I think a lot of tutors forget how imposing a writing center can be. We take it for granted, because we’re there every day. We all know each other. We all have similar interests, and discussions. And I think, for a new writer, coming into a writing center can be intimidating. Sure, we’re just trying to help writers with whatever written work they need to do, but no matter how we present ourselves, or how inviting we seem, there’s still a chance that people will think that we’re going to judge them on their work. And that can cause people to panic.

As tutors, we should not feel like a priest at confessional. I shouldn’t expunge the sins of poor grammar from anyone. I won’t shame people for their lack of punctuation. And I sure as hell don’t want to judge anybody on their work.

We, as tutors, need to remember to reinforce our position as helpers of the written word, not of the soul. We are not there to give communion, or absolve anybody. Instead, we should have a strong emphasis on reassuring the writers who come in that the writing center is a safe space for them. They don’t have to confess. They don’t have to apologize. They just need to be willing to learn and talk about their work. And we are there to listen and offer advice.

But, if you’re tutoring an overly guilty writer who is sad about all of his or her poor, wicked writing choices, then here’s a little prayer you can have them recite.

The Tutor’s Prayer:

Our Tutor, Who Sits Right Next To Me,

Hallowed Be Thy Red Pen.

Thy Will Be Done On Paper,

As It Is In Discussion.

Give Us This Day Our Daily Edits.

And Forgive Us Our Trespasses,

Like Grammar, Syntax, Structural, and Rhetorical.

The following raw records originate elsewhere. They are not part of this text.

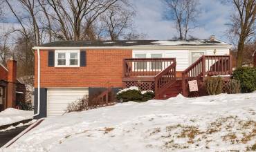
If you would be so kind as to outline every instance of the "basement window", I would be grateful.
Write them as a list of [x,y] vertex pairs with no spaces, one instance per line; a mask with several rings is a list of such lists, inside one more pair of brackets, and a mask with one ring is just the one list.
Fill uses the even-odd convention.
[[55,50],[56,67],[80,66],[80,50]]

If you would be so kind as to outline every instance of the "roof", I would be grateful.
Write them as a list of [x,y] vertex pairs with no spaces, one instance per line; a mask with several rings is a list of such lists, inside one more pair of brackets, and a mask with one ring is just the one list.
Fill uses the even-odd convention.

And Lead Us Not Into Class Failure,

But Deliver Us From WRD 104. (Or whatever class the Writer is in).

For Thine Is The Tutor,

The Fixer, And The Helper.

For Ever And Ever.


Join the discussion 3 Comments

  • Kayla D. says:

    What an amazing post!

    I really enjoyed how you compared this guilt to Catholic guilt, especially since I attended a Catholic high school. I especially give you props to re-formatting the “Our Father” prayer. That took some skill and ingenuity.

    I can definitely relate to what you are saying in this post though. Many times I find myself remembering a great website to show a writer right after they leave the center, or maybe realizing that there was a better way to teach a strategy or to ask about a specific topic. So yeah, that kind’ve guilt gets to me as well.

    Great read! Thanks so much

  • Andrew D. says:

    Great prayer at the end haha. I also have a tendency to feel guilty about appointments where I think we could have accomplished more. I think this guilt stems from the fact that we can’t all be our ideal selves all the time. We all get tired, and have different stresses on our minds at different times. Hey, maybe we don’t get that much done in an appointment because in the previous 3 hours, we were working on written feedbacks. That’s why I think the self-realization that we can’t always be perfect is so important, because feeling guilt doesn’t solve anything. I think we need to be aware of the external factors that may influence the quality of our appointments, through this introspection, we can learn and improve our tutoring techniques to maximize the quality of our appointments without feeling guilty.

  • Shelby E. says:

    Ha, this is a cool post. Very creative in many different ways! I love exploring that idea that in any creative endeavor, the only thing guilt can do is make someone afraid of making mistakes and stunt the creative process by default. It’s so important to be able to notice mistakes, know they need fixed, and fix them! No guilt needed…even over laughing at a blind guy eating spaghetti.

    Okay maybe over laughing at a blind guy eating spaghetti.